Agent enters the engineering era! Ng explained in detail the whole process of AI Agent construction, the core is not the model, but the task dismantling and evaluation mechanism

At the LangChain Interrupt Summit, Andrew Wu elaborated on key contents such as the methodology and evaluation mechanism of AI Agent construction, emphasizing that the core lies in task disassembly and evaluation mechanisms. This article will provide an in-depth interpretation of its perspectives, exploring the key elements and development prospects of AI Agent construction.

At the latest LangChain Interrupt Summit, AI Fund founder Andrew Ng engaged in a conversation with LangChain co-founder Harrison Chase.

As an important promoter of AI education and business incubation, Ng systematically elaborated on the agent construction methodology, evaluation mechanism, voice and protocol infrastructure, and the intuitive judgment that developers and entrepreneurs should have.

He proposed that “agenticness” should be understood as a degree of continuity, not a label judgment; The core competitiveness of future AI builders is not in prompt design, but in process modeling and execution speed.
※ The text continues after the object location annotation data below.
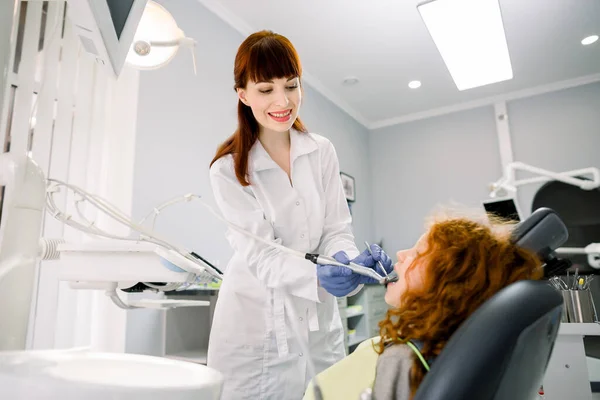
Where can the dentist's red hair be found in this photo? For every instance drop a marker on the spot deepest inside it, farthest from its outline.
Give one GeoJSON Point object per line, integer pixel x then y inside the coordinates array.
{"type": "Point", "coordinates": [466, 262]}
{"type": "Point", "coordinates": [263, 56]}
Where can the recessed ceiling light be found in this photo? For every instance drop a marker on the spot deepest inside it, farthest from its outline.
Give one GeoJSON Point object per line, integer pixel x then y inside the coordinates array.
{"type": "Point", "coordinates": [469, 34]}
{"type": "Point", "coordinates": [351, 80]}
{"type": "Point", "coordinates": [589, 40]}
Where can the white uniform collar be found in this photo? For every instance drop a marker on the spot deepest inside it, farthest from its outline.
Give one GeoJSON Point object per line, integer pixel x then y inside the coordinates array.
{"type": "Point", "coordinates": [301, 144]}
“agenticness” is a degree, not a label

Ng reflected on the scene where he shared the stage with Harrison more than a year ago. At that time, they were trying to convince the industry that agents were a field worth paying attention to. “At that time, people weren’t sure if agents were an important thing.” He said. Since then, as the concept of agent has gained popularity, the term “agenticness” has quickly become widely used by marketers, gradually becoming ambiguous. “The term was misused, and people began to use it to refer to various systems, but the actual meaning was no longer clear.”

He pointed out that at that time, many people were debating whether the system was an agent or not, and whether it was truly autonomous, but such debates themselves were not of much value. Instead of wasting time on these semantic questions, think differently. He proposed the concept of “agenticness is a spectrum”: different systems have different degrees of agenticness, from almost no autonomy to high degree of autonomy, which are reasonable existences, as long as the system has a certain degree of autonomy, it can be classified into the category of agentic system.

“If you want to build an agentic system with a little bit or a lot of autonomy, that’s reasonable. There’s no need to struggle with whether it’s really an agent. Andrew Ng said.

What does a product manager need to do?
In the process of a product from scratch, it is not easy to do a good job in the role of product manager, in addition to the well-known writing requirements, writing requirements, writing requirements, there are many things to do. The product manager is not what you think, but will only ask you for trouble, make a request:

View details >

This inclusive definition helps the entire community to free itself from semantic entanglements and promote practical implementation more efficiently. He said that this approach has indeed played a positive role, allowing more developers to take a break from the question of “whether it is an agent” and focus on whether the system can solve the actual problem.

Agent modeling experience is severely insufficient

When asked what stage of the “agenticness spectrum” builders are in, Andrew Ng said that his team uses LangGraph to handle more complex problems, such as multi-step process automation. “But I also see that many business processes in reality are actually linear, or linear with some failed branches.” He said.

He gave an example of how in some businesses, humans are still repeating a series of predictable operations, such as filling out forms, searching for information on the web, accessing databases to see if compliance is involved, and determining whether an item can be sold. This kind of process is actually a cycle of “copy-paste-search-re-paste”, and the structure is relatively fixed.

These processes are inherently ideal for agentization, but the biggest challenge is that many companies don’t yet know how to translate them into agentic systems. “For example, what kind of granularity should be used to split tasks? If the prototype doesn’t work well, where should I prioritize improvement? This kind of knowledge is actually very scarce in the industry. ”

Although there are more complex agentic workflows, such as multi-loop and multi-agent systems, Andrew Ng pointed out that the main problem facing builders at this stage is still focused on modeling and dismantling simple processes. “What we lack most now is actually the ‘intermediate skills’ to automate these structured processes.”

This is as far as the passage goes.